Originally Posted by thefountainhead
Hi, everyone! I'm new and just beginning to really read a lot of these threads but wanted to introduce myself. I'm pregnant with my second and I have been finding, lately, that I can't get the idea of UC out of my head. I had kind of a botched home birth experience with my first. I was so stressed with the midwives there and I found that all I wanted was to be alone. I ended up in the hospital and thy wouldn't let us leave for a few days and I just remember it being a miserable and unecessary experience.

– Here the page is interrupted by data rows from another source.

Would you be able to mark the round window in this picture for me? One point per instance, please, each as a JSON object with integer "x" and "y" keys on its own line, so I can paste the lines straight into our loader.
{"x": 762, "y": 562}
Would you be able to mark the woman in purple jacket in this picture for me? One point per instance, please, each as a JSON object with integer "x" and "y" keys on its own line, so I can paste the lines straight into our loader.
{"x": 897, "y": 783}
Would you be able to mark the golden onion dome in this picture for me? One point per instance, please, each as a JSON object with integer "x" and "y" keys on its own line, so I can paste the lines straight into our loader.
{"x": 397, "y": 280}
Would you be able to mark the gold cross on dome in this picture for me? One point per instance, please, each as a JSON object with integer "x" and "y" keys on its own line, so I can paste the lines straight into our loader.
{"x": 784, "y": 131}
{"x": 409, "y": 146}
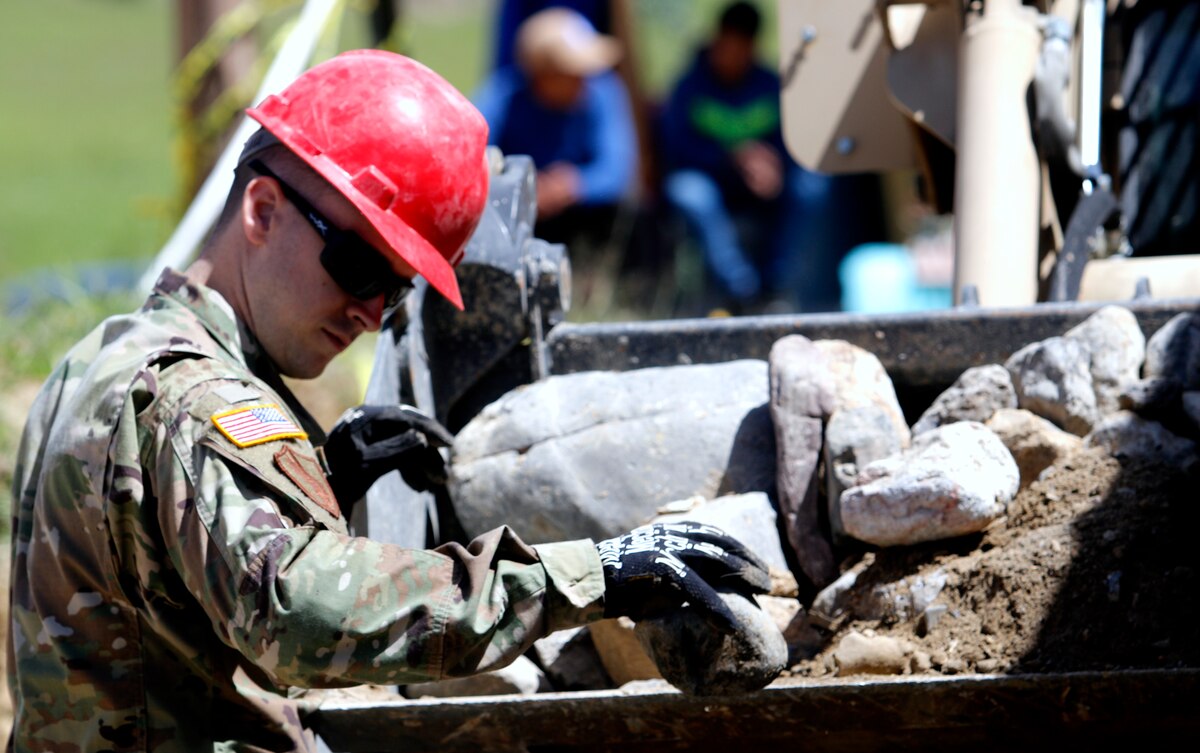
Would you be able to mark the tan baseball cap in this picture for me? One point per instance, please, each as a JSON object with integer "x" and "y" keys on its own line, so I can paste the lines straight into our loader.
{"x": 562, "y": 40}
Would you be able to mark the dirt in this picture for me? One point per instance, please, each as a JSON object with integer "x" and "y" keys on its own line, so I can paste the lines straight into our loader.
{"x": 1095, "y": 567}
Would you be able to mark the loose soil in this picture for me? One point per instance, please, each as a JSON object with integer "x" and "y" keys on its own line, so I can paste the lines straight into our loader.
{"x": 1093, "y": 567}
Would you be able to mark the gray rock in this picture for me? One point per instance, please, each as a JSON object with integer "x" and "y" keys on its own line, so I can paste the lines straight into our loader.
{"x": 570, "y": 660}
{"x": 1151, "y": 397}
{"x": 750, "y": 518}
{"x": 978, "y": 393}
{"x": 1051, "y": 379}
{"x": 1077, "y": 379}
{"x": 1174, "y": 351}
{"x": 1128, "y": 435}
{"x": 832, "y": 606}
{"x": 1116, "y": 348}
{"x": 855, "y": 438}
{"x": 621, "y": 652}
{"x": 801, "y": 397}
{"x": 1036, "y": 444}
{"x": 780, "y": 609}
{"x": 522, "y": 678}
{"x": 901, "y": 600}
{"x": 859, "y": 379}
{"x": 870, "y": 655}
{"x": 865, "y": 423}
{"x": 594, "y": 455}
{"x": 954, "y": 480}
{"x": 700, "y": 661}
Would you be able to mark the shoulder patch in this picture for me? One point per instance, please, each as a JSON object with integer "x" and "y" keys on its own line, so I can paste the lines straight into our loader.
{"x": 253, "y": 425}
{"x": 305, "y": 471}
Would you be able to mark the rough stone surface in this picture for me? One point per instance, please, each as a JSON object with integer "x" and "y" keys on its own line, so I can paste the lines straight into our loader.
{"x": 1174, "y": 351}
{"x": 975, "y": 396}
{"x": 1127, "y": 435}
{"x": 1116, "y": 349}
{"x": 831, "y": 606}
{"x": 865, "y": 423}
{"x": 1077, "y": 379}
{"x": 1151, "y": 397}
{"x": 750, "y": 518}
{"x": 870, "y": 655}
{"x": 1036, "y": 444}
{"x": 597, "y": 453}
{"x": 954, "y": 480}
{"x": 701, "y": 661}
{"x": 802, "y": 395}
{"x": 570, "y": 660}
{"x": 1051, "y": 379}
{"x": 781, "y": 610}
{"x": 522, "y": 676}
{"x": 622, "y": 652}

I feel so much more prepared this time, but the one question I keep asking myself is whether I have the " right motivations" if that makes any sense. Since this is uncharted territory for me, I'd love to hear how you came to the decision to have UC.
Thanks so much, mommas!
So, your motivation for UC is your experience of wanting to be alone during labor and birth? Sounds like a fine motivation to me!
How far are you along? Do you have plenty of time to prepare?
I felt similar when I was pregnant with my second. My midwife combined her own alternative attitude during pregnancy (zen, yoga) with what she learned in hospital (shout at clients, cut episiotomies without asking for consent) during birth. Her actions were unexpected and dangerous (after one push, she threw herself onto my abdomen to launch my daughter out, among others). I had been reading about UC since my first pregnancy, and when I got pregnant again I thought, "Yes, I can do this!"